Elasticsearch is a document database - it uses JSON as the data format. Documents are stored in collections called indices, and the data schema is flexible so not all documents in an index need to have the same fields.
You can use Elasticsearch as a generic data store, but it's particularly well suited to storing logs because it gives you lots of advanced querying features.
Elasticsearch is a Java application. The licensing model is a bit involved, but up to version 7.10 it's published under an open-source licence.
compose.yml sets up Elasticsearch to run in a container, publishing port 9200 which is the default port for the HTTP API.
Start the container:
docker-compose -f labs/elasticsearch/compose.yml up -d
Check the logs and you'll see Elasticsearch starting up:
docker logs obsfun_elasticsearch_1
These are semi-structured logs
We'll use curl to make HTTP requests - if you're using Windows, run this script to use the correct curl version:
# only for Windows - enable scripts:
Set-ExecutionPolicy -ExecutionPolicy Unrestricted -Scope Process
# then run:
. ./scripts/windows-tools.ps1
Now make a simple call to the Elasticsearch API:
curl localhost:9200
📋 There's some basic info in the API response. What version are we running, and what is the cluster name?

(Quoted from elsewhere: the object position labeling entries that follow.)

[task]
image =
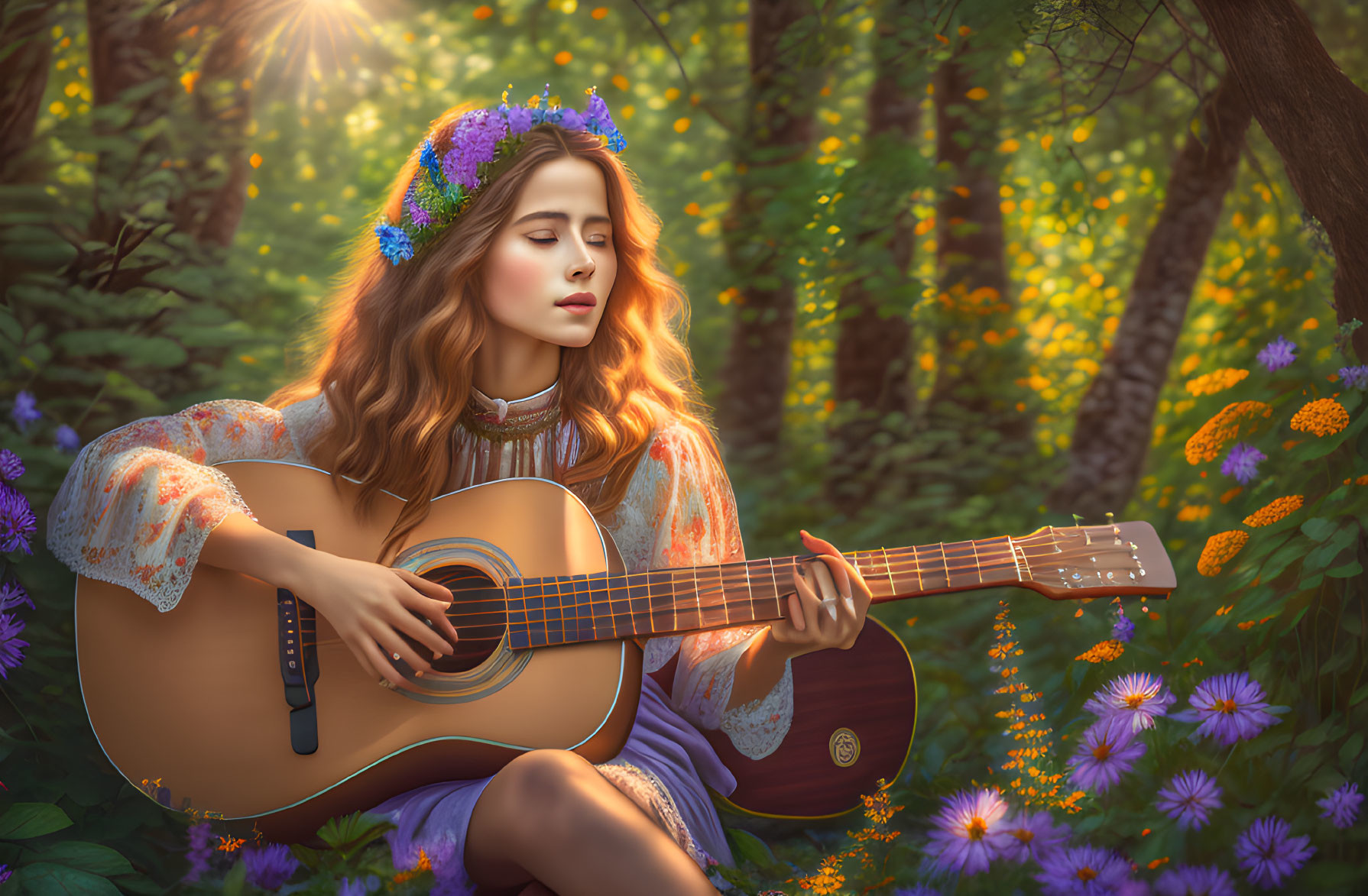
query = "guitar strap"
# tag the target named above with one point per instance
(299, 660)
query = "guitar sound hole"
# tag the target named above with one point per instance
(478, 614)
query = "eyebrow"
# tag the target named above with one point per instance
(592, 219)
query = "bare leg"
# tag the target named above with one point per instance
(550, 817)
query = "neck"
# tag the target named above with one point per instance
(514, 368)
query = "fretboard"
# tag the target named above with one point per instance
(602, 606)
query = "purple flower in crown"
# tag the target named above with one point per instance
(1243, 463)
(474, 140)
(11, 465)
(1278, 353)
(11, 649)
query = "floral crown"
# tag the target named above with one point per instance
(481, 140)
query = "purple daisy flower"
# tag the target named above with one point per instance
(1107, 752)
(1269, 854)
(968, 836)
(1230, 707)
(11, 465)
(1243, 463)
(13, 594)
(1139, 697)
(1188, 797)
(1276, 354)
(1122, 628)
(1032, 835)
(17, 520)
(199, 852)
(1341, 806)
(11, 649)
(1195, 880)
(25, 409)
(1354, 377)
(67, 439)
(270, 866)
(1082, 870)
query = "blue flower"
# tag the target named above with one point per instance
(13, 594)
(394, 242)
(270, 866)
(25, 409)
(17, 520)
(1354, 377)
(1243, 463)
(11, 653)
(11, 465)
(1278, 354)
(67, 439)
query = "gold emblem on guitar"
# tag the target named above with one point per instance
(844, 747)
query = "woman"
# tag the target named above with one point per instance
(453, 359)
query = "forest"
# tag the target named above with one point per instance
(957, 270)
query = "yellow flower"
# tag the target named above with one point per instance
(1219, 549)
(1217, 380)
(1103, 652)
(1323, 416)
(1274, 510)
(1224, 427)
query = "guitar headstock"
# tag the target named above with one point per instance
(1092, 561)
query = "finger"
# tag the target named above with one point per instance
(838, 565)
(382, 662)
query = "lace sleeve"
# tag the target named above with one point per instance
(694, 524)
(140, 501)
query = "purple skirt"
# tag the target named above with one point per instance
(665, 759)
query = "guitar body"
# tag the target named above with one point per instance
(190, 705)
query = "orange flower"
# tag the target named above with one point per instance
(1224, 427)
(1323, 416)
(1274, 510)
(1219, 549)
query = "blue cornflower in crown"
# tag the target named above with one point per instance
(445, 185)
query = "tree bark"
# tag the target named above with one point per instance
(777, 134)
(24, 76)
(874, 334)
(1115, 418)
(1318, 121)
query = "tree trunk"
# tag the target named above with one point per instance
(24, 76)
(1115, 418)
(1318, 121)
(777, 134)
(873, 341)
(978, 356)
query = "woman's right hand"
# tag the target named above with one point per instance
(371, 603)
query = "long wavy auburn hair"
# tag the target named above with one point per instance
(396, 344)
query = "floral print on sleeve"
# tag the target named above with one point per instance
(683, 503)
(140, 501)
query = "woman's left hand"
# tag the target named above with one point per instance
(831, 619)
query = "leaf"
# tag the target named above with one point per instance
(88, 856)
(32, 820)
(45, 877)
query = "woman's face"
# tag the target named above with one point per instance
(559, 241)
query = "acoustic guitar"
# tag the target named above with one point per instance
(242, 704)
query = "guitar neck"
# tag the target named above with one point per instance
(679, 601)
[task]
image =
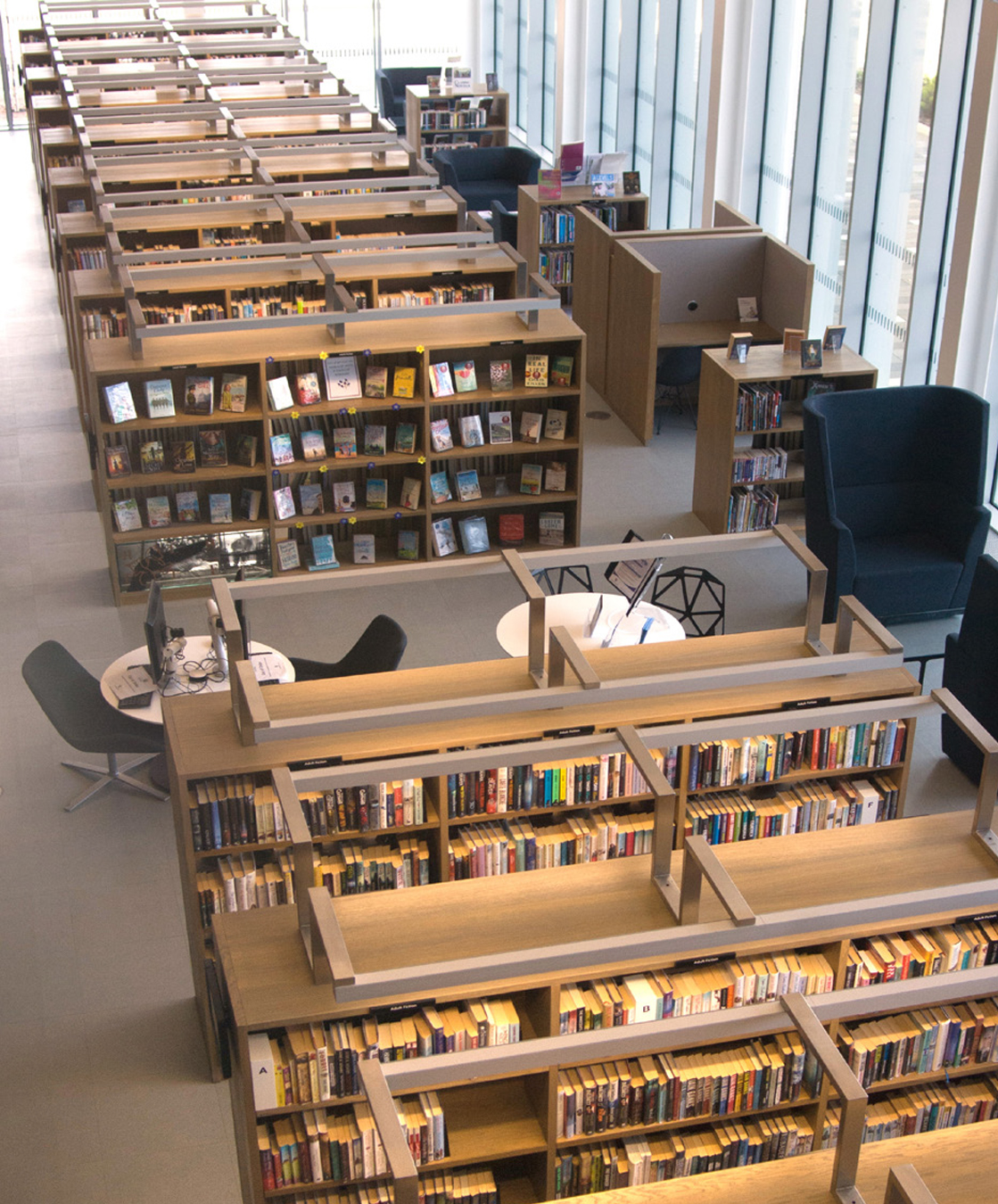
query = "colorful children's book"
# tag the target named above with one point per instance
(342, 377)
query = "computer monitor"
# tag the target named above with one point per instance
(157, 632)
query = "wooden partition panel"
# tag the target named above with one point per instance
(632, 340)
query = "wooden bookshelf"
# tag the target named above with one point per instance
(546, 227)
(719, 440)
(413, 342)
(443, 117)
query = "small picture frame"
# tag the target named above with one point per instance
(738, 346)
(811, 353)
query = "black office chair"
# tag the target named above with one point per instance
(76, 708)
(378, 650)
(695, 596)
(677, 368)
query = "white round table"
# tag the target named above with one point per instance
(196, 650)
(574, 611)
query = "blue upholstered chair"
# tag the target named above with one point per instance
(895, 491)
(970, 667)
(485, 175)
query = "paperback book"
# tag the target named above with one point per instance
(158, 511)
(220, 507)
(283, 502)
(231, 398)
(499, 426)
(342, 377)
(120, 405)
(159, 399)
(464, 375)
(199, 395)
(313, 444)
(188, 508)
(279, 392)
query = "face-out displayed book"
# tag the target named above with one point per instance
(342, 377)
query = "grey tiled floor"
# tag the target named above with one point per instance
(103, 1091)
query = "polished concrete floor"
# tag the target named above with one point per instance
(103, 1097)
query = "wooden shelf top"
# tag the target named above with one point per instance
(202, 731)
(451, 330)
(270, 979)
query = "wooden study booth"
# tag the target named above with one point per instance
(350, 961)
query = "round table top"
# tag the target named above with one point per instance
(574, 612)
(198, 652)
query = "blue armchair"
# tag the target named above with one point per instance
(970, 668)
(487, 175)
(895, 491)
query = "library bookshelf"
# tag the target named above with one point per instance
(407, 342)
(506, 1122)
(205, 746)
(443, 117)
(736, 433)
(546, 229)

The API response looks like this:
{
"name" : "68d8e3d046c4",
"cluster_name" : "elkstack",
"cluster_uuid" : "9yypBMAjRNC0hjMkr-FrEw",
"version" : {
"number" : "7.10.2",
"build_flavor" : "oss",
"build_type" : "tar",
"build_hash" : "747e1cc71def077253878a59143c1f785afa92b9",
"build_date" : "2021-01-13T00:42:12.435326Z",
"build_snapshot" : false,
"lucene_version" : "8.7.0",
"minimum_wire_compatibility_version" : "6.8.0",
"minimum_index_compatibility_version" : "6.0.0-beta1"
},
"tagline" : "You Know, for Search"
}
The version number and cluster name are set in the Docker image - 7.10.2
and elkstack
.
The Elasticsearch API has a full feature set for administering the cluster and for working with documents.
Indexing is how you store data in Elasticsearch. There are client libraries for all the major languages, so you can integrate Elasticsearch with your application.
We'll use the REST API in these exercises - start by inserting a document into a new index:
Index the document using an HTTP POST request:
curl -H 'Content-Type: application/json' -XPOST 'localhost:9200/logs/_doc' --data-binary "@labs/elasticsearch/data/fulfilment-requested.json"
The output includes an ID you can use to retrieve the document.
📋 What is the name of the index and the document ID?
The API response looks like this:
{
"_index":"logs",
"_type":"_doc",
"_id":"ZODwunoBUFcX3q_Yl3rW",
"_version":1,
"result":"created",
"_shards":{
"total":2,
"successful":1,
"failed":0
},
"_seq_no":0,
"_primary_term":1
}
The index name is logs
- you don't need to create indices in advance, Elasticsearch will create them when you try to add documents.
The document ID is generated by Elasticsearch because we didn't specify an ID in the request. In this example it's ZODwunoBUFcX3q_Yl3rW
.
You can fetch the document back using an HTTP GET request - you'll need to set your own document ID in the URL:
curl localhost:9200/logs/_doc/<_id>?pretty
The
?pretty
flag formats the response to make it easier to read.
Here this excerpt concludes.